Towards Multi-modal Graph Large Language Model
- URL: http://arxiv.org/abs/2506.09738v1
- Date: Wed, 11 Jun 2025 13:41:29 GMT
- Title: Towards Multi-modal Graph Large Language Model
- Authors: Xin Wang, Zeyang Zhang, Linxin Xiao, Haibo Chen, Chendi Ge, Wenwu Zhu,
- Abstract summary: We explore the potential of Multi-modal Graph Large Language Models (MG-LLM) to unify and generalize across diverse multi-modal graph data and tasks.<n>We present five key desired characteristics for MG-LLM: 1) unified space for multi-modal structures and attributes, 2) capability of handling diverse multi-modal graph tasks, 3) multi-modal graph in-context learning, 4) multi-modal graph interaction with natural language, and 5) multi-modal graph reasoning.
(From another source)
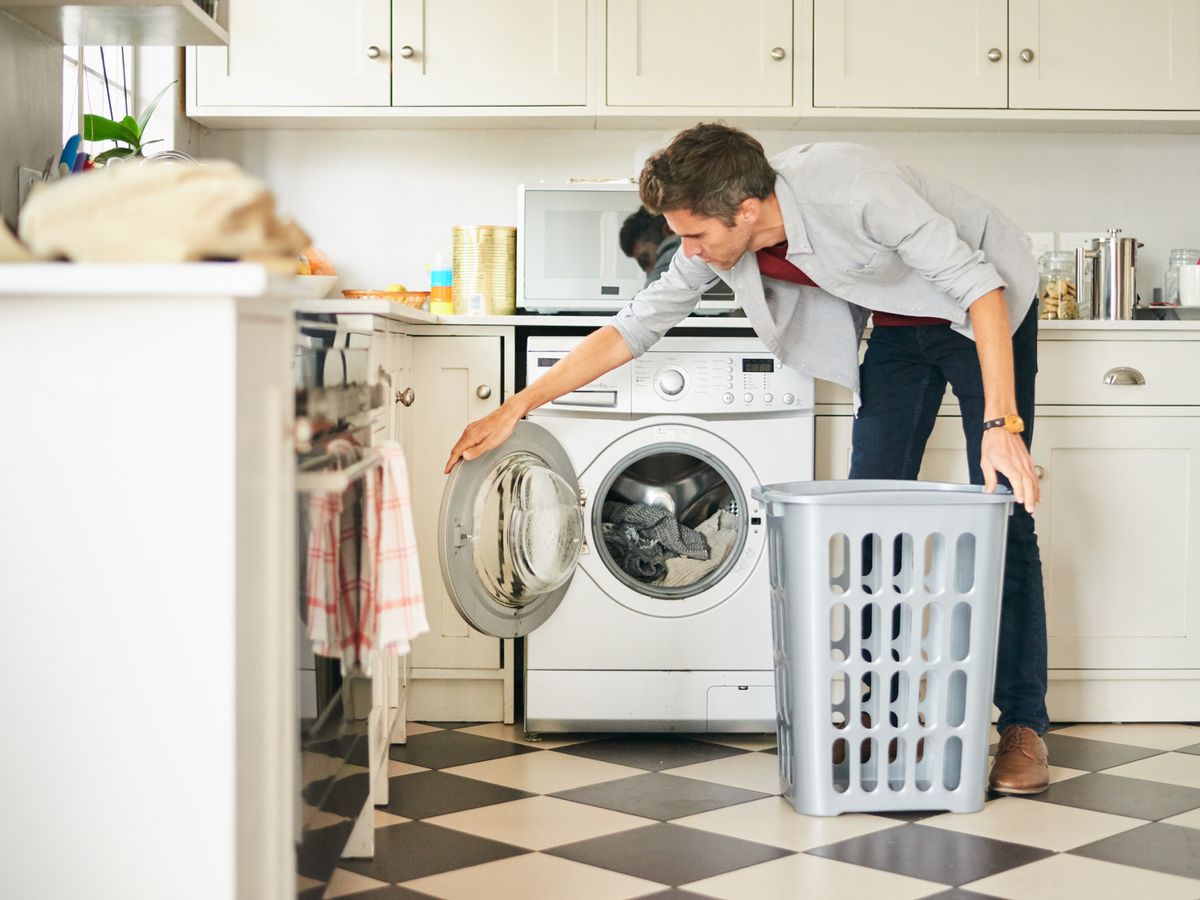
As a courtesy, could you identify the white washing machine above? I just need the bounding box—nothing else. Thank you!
[440,336,812,732]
- Score: 34.70458746950645
- License: http://arxiv.org/licenses/nonexclusive-distrib/1.0/
- Abstract: Multi-modal graphs, which integrate diverse multi-modal features and relations, are ubiquitous in real-world applications. However, existing multi-modal graph learning methods are typically trained from scratch for specific graph data and tasks, failing to generalize across various multi-modal graph data and tasks. To bridge this gap, we explore the potential of Multi-modal Graph Large Language Models (MG-LLM) to unify and generalize across diverse multi-modal graph data and tasks. We propose a unified framework of multi-modal graph data, task, and model, discovering the inherent multi-granularity and multi-scale characteristics in multi-modal graphs. Specifically, we present five key desired characteristics for MG-LLM: 1) unified space for multi-modal structures and attributes, 2) capability of handling diverse multi-modal graph tasks, 3) multi-modal graph in-context learning, 4) multi-modal graph interaction with natural language, and 5) multi-modal graph reasoning. We then elaborate on the key challenges, review related works, and highlight promising future research directions towards realizing these ambitious characteristics. Finally, we summarize existing multi-modal graph datasets pertinent for model training. We believe this paper can contribute to the ongoing advancement of the research towards MG-LLM for generalization across multi-modal graph data and tasks.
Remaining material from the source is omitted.